The Universitätsgesellschaft Ilmenau - Freunde, Förderer, Alumni e. V. awards Dr.-Ing. Liana Khamidullina the Dagmar Schipanski Prize for the best dissertation of the year. The scientist receives the award for her work on the development and analysis of new tensor-based signal processing concepts.
Modern technology is inconceivable without signal processing: microphones convert sound waves into electrical signals, radar systems detect movements, EEG devices record brain activity and mobile phone networks transmit voice and image information. While traditional signal processing often works with one-dimensional or two-dimensional data - such as curves - the complexity of the data is also increasing with technological progress: signals are now often measured simultaneously across many channels, in different frequency ranges or at several locations. This results in multidimensional data structures, so-called tensors - such as data cubes with the dimensions space × time × frequency.
Tensor-based signal processing makes targeted use of these structures. Instead of simplifying or reducing the data, it is mathematically recorded and analyzed in its full multidimensionality. Patterns, correlations and signal components can be recognized more precisely and complex systems can be controlled more efficiently.

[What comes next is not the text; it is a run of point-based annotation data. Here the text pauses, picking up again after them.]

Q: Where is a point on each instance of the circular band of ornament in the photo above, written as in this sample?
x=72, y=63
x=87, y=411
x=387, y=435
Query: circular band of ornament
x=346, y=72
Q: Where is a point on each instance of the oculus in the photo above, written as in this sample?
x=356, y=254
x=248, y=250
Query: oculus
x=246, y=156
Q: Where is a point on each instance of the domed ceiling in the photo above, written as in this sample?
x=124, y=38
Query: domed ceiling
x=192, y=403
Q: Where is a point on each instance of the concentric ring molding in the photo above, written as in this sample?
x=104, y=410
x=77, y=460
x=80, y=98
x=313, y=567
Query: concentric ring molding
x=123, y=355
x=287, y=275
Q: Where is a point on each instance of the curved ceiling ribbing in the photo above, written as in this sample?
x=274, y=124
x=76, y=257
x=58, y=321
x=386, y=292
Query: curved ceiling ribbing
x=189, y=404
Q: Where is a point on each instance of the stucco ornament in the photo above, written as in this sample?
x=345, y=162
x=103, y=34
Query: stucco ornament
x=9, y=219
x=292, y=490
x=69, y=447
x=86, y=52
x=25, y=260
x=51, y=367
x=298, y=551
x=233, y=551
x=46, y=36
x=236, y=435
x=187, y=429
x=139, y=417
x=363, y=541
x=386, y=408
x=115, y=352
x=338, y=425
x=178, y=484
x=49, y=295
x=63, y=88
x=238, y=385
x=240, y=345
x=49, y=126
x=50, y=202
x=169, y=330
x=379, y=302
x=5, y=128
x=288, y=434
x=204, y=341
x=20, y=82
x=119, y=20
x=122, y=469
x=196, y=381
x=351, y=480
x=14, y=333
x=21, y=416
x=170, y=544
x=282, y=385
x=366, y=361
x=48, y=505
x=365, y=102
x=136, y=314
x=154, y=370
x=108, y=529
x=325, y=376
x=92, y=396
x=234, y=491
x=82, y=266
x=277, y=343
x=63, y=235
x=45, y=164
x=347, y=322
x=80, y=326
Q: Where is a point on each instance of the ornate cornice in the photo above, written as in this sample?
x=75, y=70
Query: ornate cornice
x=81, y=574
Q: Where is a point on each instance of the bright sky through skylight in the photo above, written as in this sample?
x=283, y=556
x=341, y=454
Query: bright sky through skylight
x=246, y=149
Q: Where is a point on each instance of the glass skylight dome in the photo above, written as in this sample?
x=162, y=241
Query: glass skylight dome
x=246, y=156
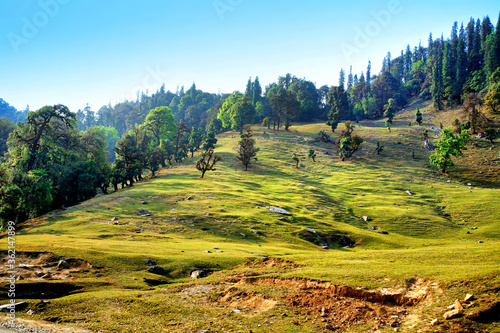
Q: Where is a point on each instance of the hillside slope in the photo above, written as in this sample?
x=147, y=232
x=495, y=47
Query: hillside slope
x=426, y=249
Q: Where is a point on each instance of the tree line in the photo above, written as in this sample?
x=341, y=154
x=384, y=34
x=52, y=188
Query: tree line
x=53, y=157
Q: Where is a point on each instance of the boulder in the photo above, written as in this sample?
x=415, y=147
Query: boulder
x=63, y=264
x=19, y=306
x=428, y=146
x=157, y=270
x=198, y=274
x=455, y=313
x=278, y=210
x=468, y=298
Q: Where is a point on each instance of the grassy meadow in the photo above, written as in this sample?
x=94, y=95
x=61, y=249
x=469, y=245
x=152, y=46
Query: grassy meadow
x=447, y=232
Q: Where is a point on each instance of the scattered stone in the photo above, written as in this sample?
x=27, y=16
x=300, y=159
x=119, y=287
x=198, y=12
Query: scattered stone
x=199, y=273
x=157, y=270
x=468, y=298
x=19, y=306
x=452, y=314
x=278, y=210
x=63, y=264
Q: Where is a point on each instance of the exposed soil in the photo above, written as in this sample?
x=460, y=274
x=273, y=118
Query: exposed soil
x=32, y=266
x=270, y=262
x=338, y=307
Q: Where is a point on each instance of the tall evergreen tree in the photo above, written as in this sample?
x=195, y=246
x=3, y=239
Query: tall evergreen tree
x=342, y=78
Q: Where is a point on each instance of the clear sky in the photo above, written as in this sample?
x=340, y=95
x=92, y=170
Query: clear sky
x=76, y=52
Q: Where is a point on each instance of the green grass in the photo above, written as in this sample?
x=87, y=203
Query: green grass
x=427, y=231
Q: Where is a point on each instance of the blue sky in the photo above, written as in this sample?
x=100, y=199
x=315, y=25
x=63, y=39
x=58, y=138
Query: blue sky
x=75, y=52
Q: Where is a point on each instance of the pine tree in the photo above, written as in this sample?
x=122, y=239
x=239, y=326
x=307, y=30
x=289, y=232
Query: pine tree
x=257, y=91
x=461, y=65
x=342, y=78
x=368, y=73
x=349, y=80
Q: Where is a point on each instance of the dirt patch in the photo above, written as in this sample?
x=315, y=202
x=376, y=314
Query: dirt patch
x=42, y=290
x=339, y=307
x=270, y=262
x=488, y=315
x=39, y=266
x=248, y=301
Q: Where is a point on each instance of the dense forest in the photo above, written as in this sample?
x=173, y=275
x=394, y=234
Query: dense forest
x=53, y=157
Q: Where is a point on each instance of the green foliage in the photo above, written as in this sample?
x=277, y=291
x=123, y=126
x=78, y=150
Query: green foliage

In her dissertation "Tensor Decompositions and Algorithms for Efficient Multidimensional Signal Processing", which was written in 2023 and was awarded summa cum laude, Dr. Liana Khamidullina developed new methods to harness this potential. The methods she has developed enable a more efficient evaluation of multidimensional data - a challenge that is relevant in numerous interdisciplinary fields of application, such as wireless communication, biomedical signal processing or the analysis of social networks.

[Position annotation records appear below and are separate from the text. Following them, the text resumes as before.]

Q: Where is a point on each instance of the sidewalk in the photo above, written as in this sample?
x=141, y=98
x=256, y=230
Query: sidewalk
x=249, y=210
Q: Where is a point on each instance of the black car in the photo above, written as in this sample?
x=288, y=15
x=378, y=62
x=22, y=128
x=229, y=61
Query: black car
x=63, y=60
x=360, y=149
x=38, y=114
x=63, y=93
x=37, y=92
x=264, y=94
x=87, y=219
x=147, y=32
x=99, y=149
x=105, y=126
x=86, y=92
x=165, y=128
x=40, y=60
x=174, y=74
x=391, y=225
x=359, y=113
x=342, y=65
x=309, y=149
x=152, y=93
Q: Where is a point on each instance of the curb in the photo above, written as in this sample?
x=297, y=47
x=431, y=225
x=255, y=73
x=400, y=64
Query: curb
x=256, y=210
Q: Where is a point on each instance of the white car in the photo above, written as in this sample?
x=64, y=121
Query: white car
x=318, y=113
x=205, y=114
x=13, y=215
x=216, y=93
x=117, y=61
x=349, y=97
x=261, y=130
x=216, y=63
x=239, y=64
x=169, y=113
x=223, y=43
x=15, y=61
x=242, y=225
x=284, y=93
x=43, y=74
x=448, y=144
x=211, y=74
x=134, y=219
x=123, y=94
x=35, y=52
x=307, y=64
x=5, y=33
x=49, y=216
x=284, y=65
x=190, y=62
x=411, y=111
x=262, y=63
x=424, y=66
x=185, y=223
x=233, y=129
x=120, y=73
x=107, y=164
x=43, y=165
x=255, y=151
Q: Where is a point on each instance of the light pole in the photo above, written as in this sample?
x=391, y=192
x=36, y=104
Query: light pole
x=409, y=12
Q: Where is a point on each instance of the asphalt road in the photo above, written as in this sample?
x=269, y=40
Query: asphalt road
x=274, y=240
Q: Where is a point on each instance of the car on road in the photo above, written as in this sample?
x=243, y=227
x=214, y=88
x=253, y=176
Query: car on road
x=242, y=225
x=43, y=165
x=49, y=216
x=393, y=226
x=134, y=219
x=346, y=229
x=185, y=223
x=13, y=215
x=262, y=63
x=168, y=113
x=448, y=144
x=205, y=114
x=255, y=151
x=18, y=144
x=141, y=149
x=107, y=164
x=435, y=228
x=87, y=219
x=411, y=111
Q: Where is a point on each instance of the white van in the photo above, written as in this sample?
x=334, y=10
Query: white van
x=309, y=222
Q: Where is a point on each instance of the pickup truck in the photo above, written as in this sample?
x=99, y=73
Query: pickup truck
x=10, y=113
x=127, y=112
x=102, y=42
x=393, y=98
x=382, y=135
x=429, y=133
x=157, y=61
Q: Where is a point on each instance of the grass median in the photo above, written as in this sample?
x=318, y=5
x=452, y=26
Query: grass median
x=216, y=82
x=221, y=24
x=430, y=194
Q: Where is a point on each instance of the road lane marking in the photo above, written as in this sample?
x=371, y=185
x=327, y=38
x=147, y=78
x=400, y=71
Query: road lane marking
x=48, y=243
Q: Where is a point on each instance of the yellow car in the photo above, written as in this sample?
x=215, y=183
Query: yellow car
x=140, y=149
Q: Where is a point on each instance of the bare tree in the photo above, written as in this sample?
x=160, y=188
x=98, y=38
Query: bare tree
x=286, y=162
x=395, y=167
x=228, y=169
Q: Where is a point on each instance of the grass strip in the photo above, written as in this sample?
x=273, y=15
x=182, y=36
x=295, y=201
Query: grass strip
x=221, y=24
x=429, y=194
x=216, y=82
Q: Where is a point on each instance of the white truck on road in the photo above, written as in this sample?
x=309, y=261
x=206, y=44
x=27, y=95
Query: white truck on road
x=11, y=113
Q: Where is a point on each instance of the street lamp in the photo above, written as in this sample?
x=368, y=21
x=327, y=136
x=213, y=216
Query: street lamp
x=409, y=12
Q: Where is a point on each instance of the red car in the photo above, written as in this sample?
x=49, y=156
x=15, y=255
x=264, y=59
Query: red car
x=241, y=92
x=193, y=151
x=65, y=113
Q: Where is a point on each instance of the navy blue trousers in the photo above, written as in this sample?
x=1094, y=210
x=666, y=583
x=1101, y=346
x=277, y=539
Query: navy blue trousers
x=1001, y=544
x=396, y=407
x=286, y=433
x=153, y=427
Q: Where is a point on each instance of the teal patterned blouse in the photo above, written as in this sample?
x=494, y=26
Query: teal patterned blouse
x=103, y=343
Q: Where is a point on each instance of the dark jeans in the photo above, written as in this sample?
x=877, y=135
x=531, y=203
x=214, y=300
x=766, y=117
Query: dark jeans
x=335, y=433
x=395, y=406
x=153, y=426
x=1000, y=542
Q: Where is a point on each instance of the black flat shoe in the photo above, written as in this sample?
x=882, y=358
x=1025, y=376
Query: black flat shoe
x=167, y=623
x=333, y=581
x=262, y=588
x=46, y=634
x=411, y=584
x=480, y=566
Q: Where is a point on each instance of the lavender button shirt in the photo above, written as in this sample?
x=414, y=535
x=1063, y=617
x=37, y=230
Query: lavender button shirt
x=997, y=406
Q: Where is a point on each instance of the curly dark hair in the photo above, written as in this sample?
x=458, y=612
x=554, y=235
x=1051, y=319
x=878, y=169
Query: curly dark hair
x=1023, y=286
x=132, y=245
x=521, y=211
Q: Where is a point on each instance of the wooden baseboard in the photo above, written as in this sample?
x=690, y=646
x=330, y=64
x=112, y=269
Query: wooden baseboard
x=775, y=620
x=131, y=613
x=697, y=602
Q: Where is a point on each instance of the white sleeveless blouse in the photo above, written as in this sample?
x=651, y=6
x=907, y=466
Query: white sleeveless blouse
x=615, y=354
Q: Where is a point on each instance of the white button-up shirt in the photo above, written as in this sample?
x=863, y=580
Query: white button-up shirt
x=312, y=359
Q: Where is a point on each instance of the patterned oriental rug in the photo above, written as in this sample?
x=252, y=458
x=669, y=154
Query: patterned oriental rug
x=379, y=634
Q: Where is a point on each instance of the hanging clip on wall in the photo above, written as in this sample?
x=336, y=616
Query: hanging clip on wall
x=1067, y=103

Of particular interest is their derivation of the so-called Multilinear Generalized Singular Value Decomposition (ML-GSVD) - a novel tensor decomposition that extends the Generalized Singular Value Decomposition (GSVD), which was previously limited to two matrices, to more than two matrices and thus enables more efficient resource allocation in mobile radio systems with multiple antennas - a decisive factor for future communication systems. In three concrete application scenarios, Dr. Khamidullina shows how ML-GSVD can be used in wireless communication systems. In addition, Dr. Khamidullina proposes an algorithm for high-resolution tensor-based localization of targets in the near field of multi-antenna radar systems. She is also developing tensor-based methods for data fusion and feature extraction from simultaneously measured EEG and MEG recordings, which were developed in cooperation with the Department of Biomedical Engineering at Ilmenau University of Technology and Jena University Hospital.
Dr. Khamidullina's dissertation attracted a great deal of attention in the scientific community. Significant parts of her work have been published in renowned journals, including the IEEE Transactions of Signal Processing, the most important journal of the IEEE Signal Processing Society, as well as in nine international peer-reviewed conference papers. In addition, her publications have been widely cited - including by researchers in Japan, the UK and Brazil.
In November 2024, Dr. Khamidullina was awarded the coveted Dr. Wilhelmy VDE Prize 2024 by the VDE (Association for Electrical, Electronic & Information Technologies) for her dissertation as one of the two best female doctoral students in electrical engineering in Germany.
Prof. Martin Haardt, Head of the Communications Research Laboratory Group at TU Ilmenau, supervised the dissertation and attests to its scientific excellence. According to him, the "groundbreaking results" of the dissertation provide extremely significant contributions in the field of multi-antenna signal processing and the design of efficient multidimensional algorithms for processing multi-channel data with a very broad interdisciplinary range of applications:
Dr. Khamidullina has written an outstanding and very mature dissertation at the highest theoretical level on a highly topical research problem that has numerous interdisciplinary practical applications. The dissertation makes an excellent scientific contribution to the advancement of knowledge and thus significant pioneering work in the field of multidimensional signal processing.